Standardizing data helps avoid this issue. You use labels to divide your data into groups and further subsections to streamline the analysis process. You can create groups based on the department the data belongs to, such as finance or marketing, or you can have labels focus on the data source, for example, emails and forms. Choose a format that best aligns with your business goals and layout.
Manually standardizing data is nearly impossible due to its massive influx. Instead, we recommend you invest in a Computerized Maintenance Management System (CMMS)to standardize data entry.
It’s also advisable to use a report maker so you can compile different data sets.
2. Backing-Up Data
Your data is highly essential to your business’s success, and you must protect it against accidents by taking timely and comprehensive data backups. Here are two popular options:
- Cloud storage: Here, you store your data on an off-site server. It’s cost-effective since you do not have to invest in servers and can just buy the space you need. As your operations grow, you can purchase more.
- External hard drive: High-volume external hard drives face negligible risks from hackers, and you can easily store them in your office or a bank locker. However, they are expensive, and shifting new data is almost impossible.
3. Protecting Data
Despite having backups, you do not want your sensitive data to fall into the hands of hackers who can sell it on the dark web and let all your hard work go to waste. You must integrate data protection measures into your technological environment.
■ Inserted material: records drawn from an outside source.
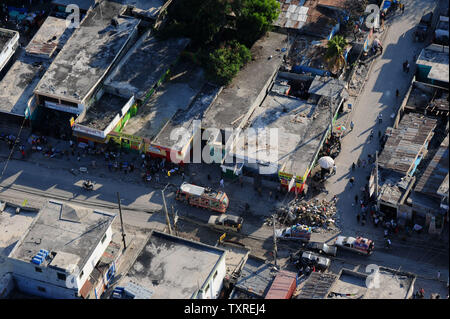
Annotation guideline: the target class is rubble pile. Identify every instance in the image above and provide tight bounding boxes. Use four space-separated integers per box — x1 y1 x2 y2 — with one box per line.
266 199 336 229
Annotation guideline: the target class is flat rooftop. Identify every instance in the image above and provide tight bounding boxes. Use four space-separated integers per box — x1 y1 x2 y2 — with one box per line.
79 93 128 131
119 231 226 299
35 1 140 104
52 0 95 11
0 202 38 257
378 113 437 174
202 32 289 130
416 44 449 83
0 28 17 52
25 16 66 59
153 83 220 151
230 256 277 299
9 201 115 269
414 135 449 196
230 93 321 175
122 63 205 140
105 31 190 99
115 0 167 19
0 54 48 116
328 267 415 299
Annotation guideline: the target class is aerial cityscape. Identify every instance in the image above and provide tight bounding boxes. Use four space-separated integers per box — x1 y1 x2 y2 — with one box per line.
0 0 449 302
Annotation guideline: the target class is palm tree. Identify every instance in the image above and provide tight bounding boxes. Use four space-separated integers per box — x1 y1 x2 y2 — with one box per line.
325 35 348 74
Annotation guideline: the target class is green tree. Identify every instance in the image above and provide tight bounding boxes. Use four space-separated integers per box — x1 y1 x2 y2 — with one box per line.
232 0 280 47
161 0 230 44
206 40 251 85
325 35 348 74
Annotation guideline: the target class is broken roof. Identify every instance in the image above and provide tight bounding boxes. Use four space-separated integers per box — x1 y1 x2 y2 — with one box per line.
35 1 140 104
378 113 437 174
25 16 66 59
296 272 338 299
274 0 309 29
416 44 449 83
202 32 289 130
77 93 129 131
122 63 205 140
0 54 48 116
153 83 221 151
327 267 416 299
120 231 226 299
118 0 171 19
414 135 449 196
52 0 95 11
105 31 190 99
9 200 116 269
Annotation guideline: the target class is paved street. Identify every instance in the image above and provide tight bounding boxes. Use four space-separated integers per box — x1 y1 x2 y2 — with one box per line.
0 0 449 297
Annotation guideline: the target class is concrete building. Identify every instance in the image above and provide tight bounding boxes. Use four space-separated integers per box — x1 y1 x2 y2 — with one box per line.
202 32 290 163
117 63 206 157
326 267 416 299
222 76 346 192
405 136 449 234
3 200 115 299
416 44 449 89
0 53 49 123
274 0 343 40
0 28 19 72
72 30 189 144
377 113 437 218
25 16 68 59
150 83 222 163
34 1 140 115
116 231 226 299
52 0 95 13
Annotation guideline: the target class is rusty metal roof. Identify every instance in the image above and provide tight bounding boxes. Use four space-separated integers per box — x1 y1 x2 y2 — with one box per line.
379 113 437 174
414 136 449 196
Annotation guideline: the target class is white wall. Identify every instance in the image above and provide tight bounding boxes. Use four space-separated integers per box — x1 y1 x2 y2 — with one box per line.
77 226 112 289
197 255 227 299
0 30 19 71
8 226 112 299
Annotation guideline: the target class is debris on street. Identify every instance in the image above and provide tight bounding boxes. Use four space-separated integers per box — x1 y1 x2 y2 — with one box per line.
265 199 336 231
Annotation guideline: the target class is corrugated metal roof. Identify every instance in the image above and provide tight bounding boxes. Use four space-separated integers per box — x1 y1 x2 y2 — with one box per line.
414 136 449 196
378 113 437 174
265 270 297 299
297 272 337 299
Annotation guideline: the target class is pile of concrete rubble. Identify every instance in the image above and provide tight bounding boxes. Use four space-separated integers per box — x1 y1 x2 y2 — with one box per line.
266 199 336 229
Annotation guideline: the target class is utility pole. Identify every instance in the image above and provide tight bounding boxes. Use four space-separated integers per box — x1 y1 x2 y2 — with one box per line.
117 192 127 250
161 184 172 235
272 214 277 267
375 151 378 206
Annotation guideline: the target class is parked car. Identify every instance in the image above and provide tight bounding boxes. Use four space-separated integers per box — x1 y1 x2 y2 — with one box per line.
334 236 375 256
305 242 337 256
275 224 312 242
208 214 244 232
300 251 331 271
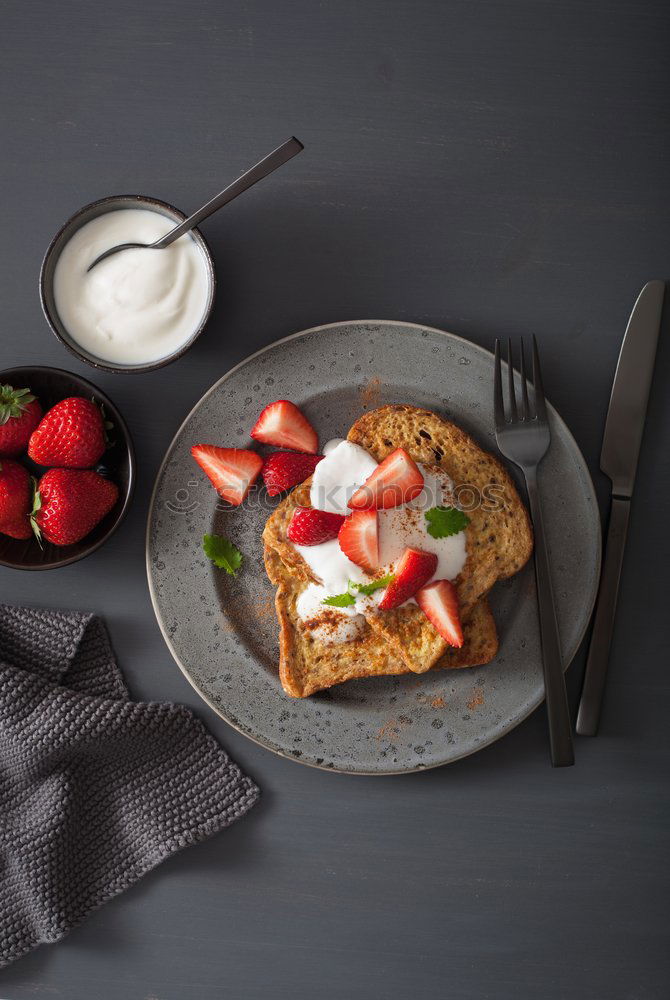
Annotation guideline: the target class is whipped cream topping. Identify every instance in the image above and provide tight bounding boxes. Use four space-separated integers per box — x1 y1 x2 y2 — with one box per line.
296 439 467 642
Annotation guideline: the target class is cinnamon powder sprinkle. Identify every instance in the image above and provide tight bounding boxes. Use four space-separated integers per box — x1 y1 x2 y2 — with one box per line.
361 375 382 410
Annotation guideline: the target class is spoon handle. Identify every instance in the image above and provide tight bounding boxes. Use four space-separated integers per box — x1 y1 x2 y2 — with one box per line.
151 136 305 250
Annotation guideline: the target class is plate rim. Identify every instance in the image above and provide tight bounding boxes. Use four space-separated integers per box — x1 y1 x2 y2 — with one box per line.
145 319 602 778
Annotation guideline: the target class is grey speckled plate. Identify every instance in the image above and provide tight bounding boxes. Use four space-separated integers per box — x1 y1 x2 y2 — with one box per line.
147 320 600 774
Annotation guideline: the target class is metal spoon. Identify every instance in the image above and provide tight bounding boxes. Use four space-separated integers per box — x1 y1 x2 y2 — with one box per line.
86 136 305 271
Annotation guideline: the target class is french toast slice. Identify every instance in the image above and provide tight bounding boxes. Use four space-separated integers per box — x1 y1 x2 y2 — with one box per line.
263 405 533 673
347 405 533 673
264 545 498 698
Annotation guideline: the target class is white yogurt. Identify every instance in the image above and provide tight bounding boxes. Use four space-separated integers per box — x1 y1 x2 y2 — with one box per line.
54 208 210 365
296 440 467 642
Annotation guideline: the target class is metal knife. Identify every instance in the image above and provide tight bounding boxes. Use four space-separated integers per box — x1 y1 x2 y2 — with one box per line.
577 281 665 736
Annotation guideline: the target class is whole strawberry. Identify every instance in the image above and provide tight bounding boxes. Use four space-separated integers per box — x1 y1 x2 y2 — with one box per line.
28 396 107 469
0 458 32 538
0 385 42 457
33 469 119 545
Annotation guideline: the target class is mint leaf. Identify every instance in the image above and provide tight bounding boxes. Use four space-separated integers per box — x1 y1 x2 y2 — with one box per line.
321 591 356 608
349 573 395 597
425 507 470 538
202 535 242 576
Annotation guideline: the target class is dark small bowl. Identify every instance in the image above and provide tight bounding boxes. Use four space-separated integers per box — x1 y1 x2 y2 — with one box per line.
40 194 216 372
0 366 135 569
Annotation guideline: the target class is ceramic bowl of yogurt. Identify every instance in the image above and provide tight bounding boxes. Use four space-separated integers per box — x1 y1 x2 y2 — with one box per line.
40 195 216 372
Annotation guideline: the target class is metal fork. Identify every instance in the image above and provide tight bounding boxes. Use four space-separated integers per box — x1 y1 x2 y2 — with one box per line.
493 337 575 767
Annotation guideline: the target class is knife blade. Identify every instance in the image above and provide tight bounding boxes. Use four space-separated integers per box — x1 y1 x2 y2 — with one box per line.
576 281 665 736
600 281 665 499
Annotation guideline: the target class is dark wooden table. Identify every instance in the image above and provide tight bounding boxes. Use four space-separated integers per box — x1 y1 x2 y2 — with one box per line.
0 0 670 1000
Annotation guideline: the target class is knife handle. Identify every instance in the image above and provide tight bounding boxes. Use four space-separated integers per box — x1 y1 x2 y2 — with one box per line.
576 497 630 736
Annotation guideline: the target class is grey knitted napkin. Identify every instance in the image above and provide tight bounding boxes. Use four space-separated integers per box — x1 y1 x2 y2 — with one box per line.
0 604 259 967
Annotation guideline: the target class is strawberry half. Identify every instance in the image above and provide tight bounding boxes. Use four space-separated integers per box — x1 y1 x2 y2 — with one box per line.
338 510 379 573
286 507 344 545
191 444 263 507
0 385 42 456
32 469 119 545
349 448 423 510
414 580 463 649
0 458 32 538
28 396 107 469
263 451 323 497
251 399 319 455
379 549 437 611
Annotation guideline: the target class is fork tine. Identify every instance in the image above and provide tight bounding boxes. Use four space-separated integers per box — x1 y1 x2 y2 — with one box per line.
519 337 530 420
507 337 516 424
533 334 547 423
493 337 505 430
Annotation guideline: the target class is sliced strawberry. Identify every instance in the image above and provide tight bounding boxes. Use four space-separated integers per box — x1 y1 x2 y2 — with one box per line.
349 448 423 510
286 507 344 545
379 549 437 611
191 444 263 507
251 399 319 454
338 510 379 573
263 451 323 497
414 580 463 648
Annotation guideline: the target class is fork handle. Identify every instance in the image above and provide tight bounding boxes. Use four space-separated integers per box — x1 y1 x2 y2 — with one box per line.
524 468 575 767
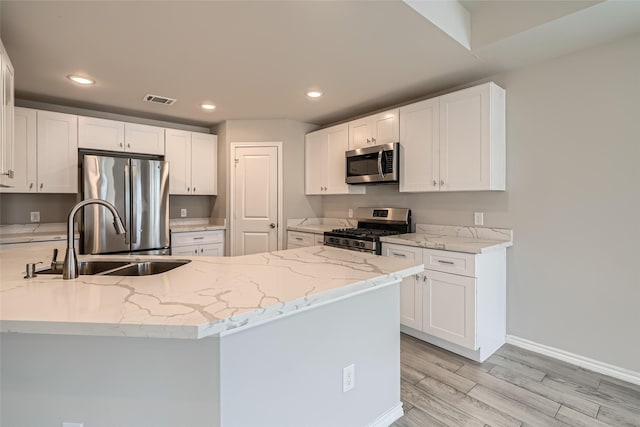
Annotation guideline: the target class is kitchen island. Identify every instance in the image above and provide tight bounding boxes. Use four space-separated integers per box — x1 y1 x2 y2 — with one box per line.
0 246 422 427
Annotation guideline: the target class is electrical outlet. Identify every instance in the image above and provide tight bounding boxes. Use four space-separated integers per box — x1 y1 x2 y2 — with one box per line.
473 212 484 225
342 364 356 393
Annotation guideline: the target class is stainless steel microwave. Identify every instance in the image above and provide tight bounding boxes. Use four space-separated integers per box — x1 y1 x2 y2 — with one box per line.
345 142 400 184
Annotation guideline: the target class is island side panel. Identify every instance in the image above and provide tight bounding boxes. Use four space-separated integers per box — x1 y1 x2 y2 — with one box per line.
220 282 402 427
0 333 220 427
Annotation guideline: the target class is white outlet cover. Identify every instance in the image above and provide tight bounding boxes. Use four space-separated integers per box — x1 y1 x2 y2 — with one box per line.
342 364 356 393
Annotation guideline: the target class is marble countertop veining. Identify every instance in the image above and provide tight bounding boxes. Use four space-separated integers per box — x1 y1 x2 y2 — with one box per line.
0 246 423 339
380 224 513 254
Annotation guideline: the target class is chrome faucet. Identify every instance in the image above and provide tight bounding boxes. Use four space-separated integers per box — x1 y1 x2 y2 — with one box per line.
63 199 127 280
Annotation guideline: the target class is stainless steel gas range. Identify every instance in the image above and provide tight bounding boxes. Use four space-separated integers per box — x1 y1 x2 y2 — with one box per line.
324 208 411 255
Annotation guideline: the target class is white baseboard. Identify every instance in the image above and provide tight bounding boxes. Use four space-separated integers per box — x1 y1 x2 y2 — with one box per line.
368 402 404 427
507 335 640 385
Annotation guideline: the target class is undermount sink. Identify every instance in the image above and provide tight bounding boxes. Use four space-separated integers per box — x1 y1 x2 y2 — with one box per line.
37 260 191 276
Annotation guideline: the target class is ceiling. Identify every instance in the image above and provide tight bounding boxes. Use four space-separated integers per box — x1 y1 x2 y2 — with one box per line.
0 0 640 126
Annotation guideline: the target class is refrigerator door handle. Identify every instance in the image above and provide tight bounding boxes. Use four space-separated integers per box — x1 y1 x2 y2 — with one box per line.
131 160 140 244
124 165 131 245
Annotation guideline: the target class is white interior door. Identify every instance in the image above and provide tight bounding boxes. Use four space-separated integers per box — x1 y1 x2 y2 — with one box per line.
232 146 278 255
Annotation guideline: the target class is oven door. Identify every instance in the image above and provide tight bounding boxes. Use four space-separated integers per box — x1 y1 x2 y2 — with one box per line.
345 142 400 184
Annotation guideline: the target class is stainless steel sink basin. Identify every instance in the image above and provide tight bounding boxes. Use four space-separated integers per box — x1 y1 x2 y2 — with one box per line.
37 259 191 276
104 260 191 276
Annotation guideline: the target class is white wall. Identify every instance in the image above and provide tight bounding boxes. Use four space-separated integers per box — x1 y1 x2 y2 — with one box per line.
212 119 322 253
323 36 640 372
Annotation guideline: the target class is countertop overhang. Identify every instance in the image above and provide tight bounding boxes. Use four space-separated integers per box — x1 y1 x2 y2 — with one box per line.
0 246 423 339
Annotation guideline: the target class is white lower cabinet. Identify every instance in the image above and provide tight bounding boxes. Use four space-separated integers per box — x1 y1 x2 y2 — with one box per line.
171 230 224 256
287 231 324 249
382 243 506 362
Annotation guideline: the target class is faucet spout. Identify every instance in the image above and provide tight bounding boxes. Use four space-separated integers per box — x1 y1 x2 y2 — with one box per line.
62 199 126 280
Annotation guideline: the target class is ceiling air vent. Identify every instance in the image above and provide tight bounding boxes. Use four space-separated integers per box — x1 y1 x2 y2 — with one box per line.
143 93 177 105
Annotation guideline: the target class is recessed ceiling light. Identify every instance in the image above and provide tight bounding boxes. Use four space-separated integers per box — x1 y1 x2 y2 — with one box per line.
67 74 96 86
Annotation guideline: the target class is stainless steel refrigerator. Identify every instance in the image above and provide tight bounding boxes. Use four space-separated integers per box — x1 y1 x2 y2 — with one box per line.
80 154 170 255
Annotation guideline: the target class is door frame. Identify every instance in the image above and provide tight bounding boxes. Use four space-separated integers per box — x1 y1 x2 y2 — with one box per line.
228 141 285 256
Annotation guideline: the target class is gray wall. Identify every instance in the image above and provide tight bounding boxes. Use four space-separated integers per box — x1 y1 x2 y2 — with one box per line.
323 36 640 372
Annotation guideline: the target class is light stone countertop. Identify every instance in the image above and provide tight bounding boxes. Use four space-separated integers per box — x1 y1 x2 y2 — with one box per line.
0 222 80 245
0 246 423 339
380 224 513 254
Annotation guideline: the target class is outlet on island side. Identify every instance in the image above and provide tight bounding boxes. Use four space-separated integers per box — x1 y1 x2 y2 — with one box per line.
473 212 484 225
342 363 356 393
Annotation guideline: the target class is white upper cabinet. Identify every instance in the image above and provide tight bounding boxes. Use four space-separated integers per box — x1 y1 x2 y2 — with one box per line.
0 107 38 193
0 41 15 185
400 82 506 191
78 116 124 151
78 116 164 155
124 123 164 155
165 129 218 195
305 124 365 195
348 109 400 150
191 132 218 194
400 98 440 191
36 111 78 193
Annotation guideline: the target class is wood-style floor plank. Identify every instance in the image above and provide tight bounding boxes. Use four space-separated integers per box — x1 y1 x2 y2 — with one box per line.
489 366 600 418
556 406 610 427
393 334 640 427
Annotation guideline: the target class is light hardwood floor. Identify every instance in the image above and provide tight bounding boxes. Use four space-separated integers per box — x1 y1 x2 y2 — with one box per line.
392 334 640 427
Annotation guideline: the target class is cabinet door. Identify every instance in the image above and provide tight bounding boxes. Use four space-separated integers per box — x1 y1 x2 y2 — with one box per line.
440 84 491 191
325 124 352 194
382 243 422 330
171 245 198 256
400 98 440 191
191 132 218 195
198 243 224 256
78 116 124 151
37 111 78 193
0 107 37 193
0 50 15 181
124 123 164 155
349 117 373 150
304 129 328 195
422 270 477 350
164 129 191 194
371 109 400 145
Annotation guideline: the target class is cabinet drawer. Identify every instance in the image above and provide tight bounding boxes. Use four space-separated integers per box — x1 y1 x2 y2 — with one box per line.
171 231 224 246
423 249 476 277
382 243 422 262
287 231 316 247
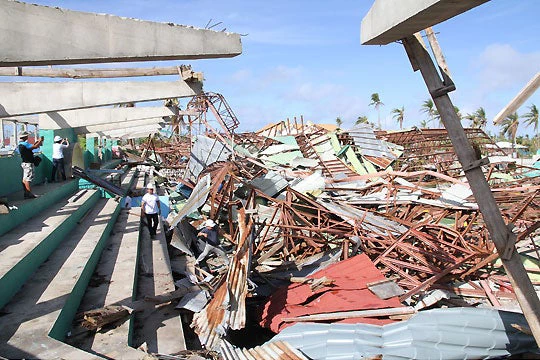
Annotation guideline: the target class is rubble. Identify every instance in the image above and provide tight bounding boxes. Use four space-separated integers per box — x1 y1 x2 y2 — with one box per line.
124 90 540 357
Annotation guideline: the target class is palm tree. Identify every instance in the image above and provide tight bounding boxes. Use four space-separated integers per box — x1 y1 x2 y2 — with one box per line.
354 115 369 125
522 104 538 132
392 106 405 130
369 93 384 129
501 112 519 154
420 99 439 127
464 107 487 129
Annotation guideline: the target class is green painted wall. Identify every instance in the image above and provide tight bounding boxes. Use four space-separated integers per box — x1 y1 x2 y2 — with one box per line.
0 179 79 236
0 188 99 308
49 204 120 341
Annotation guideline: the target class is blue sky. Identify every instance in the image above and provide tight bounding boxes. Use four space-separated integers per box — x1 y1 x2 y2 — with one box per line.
13 0 540 135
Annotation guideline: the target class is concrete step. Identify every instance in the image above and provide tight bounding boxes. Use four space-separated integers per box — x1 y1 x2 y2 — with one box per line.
0 199 120 359
133 179 186 354
67 169 147 359
0 187 99 309
0 179 79 236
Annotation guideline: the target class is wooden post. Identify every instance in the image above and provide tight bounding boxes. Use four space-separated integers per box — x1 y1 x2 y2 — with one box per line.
403 36 540 345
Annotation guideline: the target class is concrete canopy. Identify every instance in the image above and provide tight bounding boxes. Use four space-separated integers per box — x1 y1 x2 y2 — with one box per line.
86 123 164 138
0 81 202 118
360 0 489 45
0 0 242 66
73 117 166 135
39 106 181 130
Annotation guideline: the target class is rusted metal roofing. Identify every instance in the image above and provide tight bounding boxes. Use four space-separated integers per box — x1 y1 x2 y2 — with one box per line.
260 254 402 333
347 124 396 159
221 341 309 360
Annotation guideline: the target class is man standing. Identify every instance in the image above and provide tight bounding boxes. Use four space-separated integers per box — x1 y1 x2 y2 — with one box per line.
195 219 227 265
19 131 43 199
51 135 69 182
141 184 161 239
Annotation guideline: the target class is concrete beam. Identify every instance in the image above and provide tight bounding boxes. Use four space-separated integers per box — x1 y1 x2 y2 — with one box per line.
0 0 242 66
86 123 162 138
0 65 204 82
120 132 161 139
360 0 489 45
493 72 540 125
39 106 179 130
0 81 202 118
73 117 166 135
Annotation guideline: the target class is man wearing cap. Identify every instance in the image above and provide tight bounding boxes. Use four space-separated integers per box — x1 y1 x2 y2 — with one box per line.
51 135 69 182
19 131 43 199
195 219 227 265
141 184 161 239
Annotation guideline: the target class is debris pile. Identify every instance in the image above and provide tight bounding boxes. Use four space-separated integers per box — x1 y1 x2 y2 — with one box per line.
129 96 540 356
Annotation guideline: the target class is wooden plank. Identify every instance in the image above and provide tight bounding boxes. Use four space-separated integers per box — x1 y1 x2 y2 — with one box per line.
403 36 540 345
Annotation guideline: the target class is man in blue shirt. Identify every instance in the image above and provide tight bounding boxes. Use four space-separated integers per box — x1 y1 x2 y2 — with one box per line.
195 219 227 265
19 131 43 199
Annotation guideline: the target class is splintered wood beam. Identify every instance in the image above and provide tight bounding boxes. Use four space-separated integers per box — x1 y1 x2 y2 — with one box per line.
403 36 540 345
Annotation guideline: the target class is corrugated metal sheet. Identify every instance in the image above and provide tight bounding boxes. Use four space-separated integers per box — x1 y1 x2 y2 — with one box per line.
347 124 396 160
192 208 253 350
317 199 408 235
221 341 308 360
170 174 210 227
186 135 231 179
249 170 289 196
260 254 402 332
271 308 538 360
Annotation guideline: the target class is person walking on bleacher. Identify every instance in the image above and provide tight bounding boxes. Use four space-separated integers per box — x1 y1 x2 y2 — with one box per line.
19 131 43 199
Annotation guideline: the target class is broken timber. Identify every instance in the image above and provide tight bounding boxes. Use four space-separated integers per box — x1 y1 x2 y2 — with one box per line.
403 34 540 345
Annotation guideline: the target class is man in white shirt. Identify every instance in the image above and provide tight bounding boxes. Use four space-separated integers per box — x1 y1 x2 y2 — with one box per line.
51 135 69 182
141 184 161 239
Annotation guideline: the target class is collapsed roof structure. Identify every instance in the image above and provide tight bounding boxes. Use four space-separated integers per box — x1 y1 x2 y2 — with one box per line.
0 0 540 359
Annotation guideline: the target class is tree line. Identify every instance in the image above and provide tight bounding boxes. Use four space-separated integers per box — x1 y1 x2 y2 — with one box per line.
336 93 540 151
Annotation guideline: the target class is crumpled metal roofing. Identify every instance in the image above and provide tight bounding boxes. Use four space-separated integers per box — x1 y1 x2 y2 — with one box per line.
170 174 210 228
185 135 231 179
191 208 253 350
270 308 538 360
317 199 407 235
260 254 401 332
347 124 396 160
221 341 308 360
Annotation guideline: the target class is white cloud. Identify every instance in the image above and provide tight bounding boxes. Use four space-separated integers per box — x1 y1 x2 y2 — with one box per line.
477 44 540 91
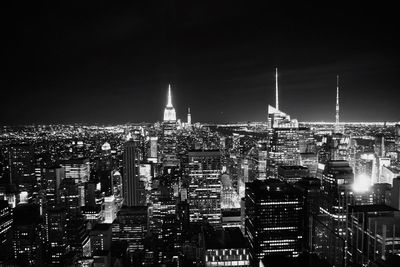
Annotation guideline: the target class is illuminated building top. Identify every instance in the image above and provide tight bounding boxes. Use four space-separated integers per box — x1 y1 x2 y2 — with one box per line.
164 84 176 122
101 142 111 151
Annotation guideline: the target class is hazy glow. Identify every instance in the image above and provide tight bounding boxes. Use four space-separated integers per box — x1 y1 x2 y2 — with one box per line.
353 174 371 193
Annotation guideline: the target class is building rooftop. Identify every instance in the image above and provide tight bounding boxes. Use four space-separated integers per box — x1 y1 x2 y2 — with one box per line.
349 204 397 212
92 223 112 232
204 228 248 249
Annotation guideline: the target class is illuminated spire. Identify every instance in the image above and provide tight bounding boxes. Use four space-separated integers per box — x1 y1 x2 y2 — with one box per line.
164 84 176 122
275 68 279 110
335 75 339 130
187 108 192 125
167 84 172 108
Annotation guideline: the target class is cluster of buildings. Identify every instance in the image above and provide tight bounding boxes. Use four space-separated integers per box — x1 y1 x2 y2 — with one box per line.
0 76 400 266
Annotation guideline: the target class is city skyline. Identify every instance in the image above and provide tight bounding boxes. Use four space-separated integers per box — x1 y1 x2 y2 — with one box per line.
0 1 400 125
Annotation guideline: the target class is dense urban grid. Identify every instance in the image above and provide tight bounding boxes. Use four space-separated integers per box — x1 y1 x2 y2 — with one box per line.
0 80 400 266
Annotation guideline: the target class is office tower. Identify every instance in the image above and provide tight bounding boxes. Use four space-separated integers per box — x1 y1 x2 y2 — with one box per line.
42 166 65 208
294 177 321 251
66 217 91 257
101 142 111 156
300 153 318 177
371 184 394 205
395 123 400 152
221 210 243 229
0 200 13 263
267 128 300 177
147 136 158 163
96 170 113 196
112 206 147 254
13 204 42 266
347 205 400 266
315 160 354 266
204 228 250 267
188 150 221 227
354 153 378 185
161 85 179 166
221 173 240 209
278 165 309 184
150 176 178 239
245 179 304 265
333 75 342 133
89 223 112 253
122 140 146 207
103 195 117 223
390 176 400 210
112 171 123 206
9 144 35 188
45 208 69 265
187 108 192 126
60 158 90 183
85 181 98 208
377 163 400 184
164 84 176 122
60 179 81 216
321 160 354 236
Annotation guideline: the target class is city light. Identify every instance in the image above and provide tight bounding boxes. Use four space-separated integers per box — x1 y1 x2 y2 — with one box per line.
352 174 371 193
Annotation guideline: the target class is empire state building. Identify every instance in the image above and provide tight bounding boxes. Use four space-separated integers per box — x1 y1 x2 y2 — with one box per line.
164 84 176 122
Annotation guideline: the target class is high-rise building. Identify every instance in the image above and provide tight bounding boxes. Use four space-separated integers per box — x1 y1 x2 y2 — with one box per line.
60 179 81 217
89 223 112 253
122 140 146 207
188 150 222 227
187 108 192 126
278 165 309 183
314 160 354 266
164 84 176 122
45 208 69 265
204 228 250 267
0 200 13 263
103 195 117 223
112 206 148 253
60 158 90 183
245 179 304 266
42 166 65 208
347 205 400 266
294 177 321 251
9 144 35 185
13 204 42 266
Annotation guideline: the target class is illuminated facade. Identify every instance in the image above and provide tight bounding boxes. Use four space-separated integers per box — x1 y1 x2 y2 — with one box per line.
61 158 90 183
164 84 176 122
314 160 354 266
122 140 146 207
188 150 222 226
0 200 13 262
112 206 147 253
245 179 304 264
46 208 69 265
204 228 250 267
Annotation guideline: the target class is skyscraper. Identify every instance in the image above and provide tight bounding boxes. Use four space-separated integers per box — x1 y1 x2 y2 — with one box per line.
164 84 176 122
122 140 146 207
245 179 304 266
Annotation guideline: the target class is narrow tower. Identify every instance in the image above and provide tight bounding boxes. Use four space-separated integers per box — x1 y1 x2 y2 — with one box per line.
167 84 172 108
335 75 339 133
164 84 176 122
187 108 192 126
275 68 279 110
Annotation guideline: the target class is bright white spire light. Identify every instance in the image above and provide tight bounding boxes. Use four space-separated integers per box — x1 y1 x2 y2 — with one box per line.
167 84 173 108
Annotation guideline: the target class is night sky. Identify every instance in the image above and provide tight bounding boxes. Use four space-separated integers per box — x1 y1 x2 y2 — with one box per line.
0 1 400 125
One measure is investing in a cloud-native application protection platform (CNAPP). The program combines multiple security tools into one application. It monitors, detects, and fights against security threats and vulnerabilities within your cloud. It also removes cloud misconfigurations to safeguard your data.
You must also encrypt your data files to provide an extra layer of protection between you and the hacker. Consider including a two-step verification where your employees must provide two sets of information to access the data. For example, they must enter a password with a code sent to their mobiles.
Endnote
Data is the backbone of your company. Through it, you can extract vital information and trends that shape your company’s operations and success. For this to happen, you must first ensure proper data management.
There are multiple steps in managing data effectively, the most significant being standardizing, backing up, and protecting the data. These ensure your data is well kept, will not be lost, and remains safe from hackers.